The Mountain Goats
alloween, 2005: John Darnielle—the Mountain Goats, more or less—is standing onstage at the Knitting Factory in New York singing “Against Pollution.” It opens with the line “When I worked down at the liquor store, guy with a shotgun came raging through the place / Muscled his way behind the counter, I shot him in the face.” He sings it like it’s no big deal but god damn it, it’s so obviously a big-deal line. The gap in his expression is where I’m supposed to fall, and I do. For Halloween, John is dressed as a priest. By the end of the song, his left boot is on the monitor and he’s gazing out at the pulpit like he’s birthing a power ballad. The irony kills me but his passion resurrects me. Like the Bible, the pious know the words. Worse, they believe in them. My friend Amanda is checking her Blackberry; it is the closest I have ever come to hitting a woman, I swear.
Mountain Goats songs are anchored by moments of emotional focus, climax, and transcendence. That John Darnielle is known to love heavy metal—a riotous shit-pit for happy snouts in search of the 19th century sublime—makes good sense. The Mountain Goats aren’t indie-folk, they’re Christian/other. But Get Lonely isn’t transcendent; it’s a grey, opaque record about the most banal human experience next to the capitalist workweek—heartbreak.
People in Mountain Goats love songs make scenes. They fly flags of self-obsession and instability and they break things and go broke and act like asses. This is called “narcissism” and it makes love difficult. Tallahassee’s “Oceanographer’s Choice” wondered, “What will I do when I don’t have you to hold on to in the dark?” Get Lonely answers: He manages to wake up and sweep his house and feel very fucking proud of himself for doing so; he gets Home Alone-level excited about making too much coffee after his girlfriend moves out; he secretly applauds himself for stepping halfway through his front door without collapsing in tears, which only happens sometimes. This is called “taking care of yourself” and can be—and in this case, is—an advanced form of narcissism.
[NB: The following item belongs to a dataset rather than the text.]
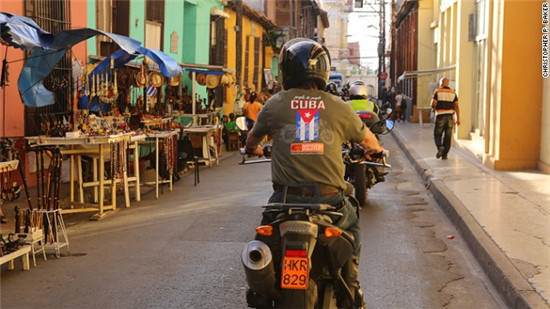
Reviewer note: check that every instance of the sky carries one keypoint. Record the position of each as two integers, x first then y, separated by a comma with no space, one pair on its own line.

Get Lonely doesn’t have the full force of any albums in the Mountain Goats catalog. That’s fine. It doesn’t have shout-along choruses or idiosyncratic references; it doesn’t have many great melodies. Ironic distance—a quality he usually brings out through melodrama or cleverness—is muted. He once said that he started the writing process by looking at maps, but on “Wild Sage” he calls out business 15-501 by name—a road that runs through his current home of Durham, North Carolina. Whereas he’s always sung about Passionate Losers, now he’s singing as one.
As he settles into making studio albums (in contrast to his pre-Tallahassee boombox recordings), his arrangements get more sophisticated and accommodating, but they all fade into the background. The strings are gossamer, vibraphone hangs like mist over the clarity of his guitar; the relatively feeble cello plinks in “Woke Up New” are, as anchors go, totally pathetic, and the jazz drums that breeze through “New Monster Avenue” robs the song of all traction. All his vocals are quiet now. He used to make a single track sound like a hawk, and now he takes a backing band to sound like a loose arrangement of pigeons in park trees at night. This will reasonably piss plenty of people off, but the timidity of the album is suited to its subject: every day is a birth, and the nerves take a long time to get used to the shock.
On 1995’s “Nine Black Poppies,” he sang “Someone was changing from the inside out / And I turned. Around. To face you.” “Against Pollution” was a tidal shift because it gives the scene away—“I shot him in the face.” Banality comes to present its own version of horror; the other half of the broken relationship in Get Lonely shows up once, on “In the Lonely Places”: “Saw you on the crosstown bus today / You were reading a magazine, I turned my face away and shut my eyes tight”—anything, please, anything less paralyzingly routine than seeing her reading a magazine on the bus.
Most striking is the album-closing “In Corolla,” which is either about a suicide or a baptism, it doesn’t really matter. “Quito,” from We Shall All Be Healed, envisioned an addict’s flayed heart spewing loose promises of redemption and forgiveness, surrounded by singing children. It was drunk talk. “In Corolla,” like most of Get Lonely, has no cast of characters. It’s resolute and composed. The church doesn’t smile on suicide, and the narrator knows that the prayer he says as he goes under is just dramatic framing—he doesn’t really care about god. Because even if it’s supposed to be a solo baptism, it sounds like something you do as a teenager on a one-day runaway from home. Finally, irony; it hurts like hell.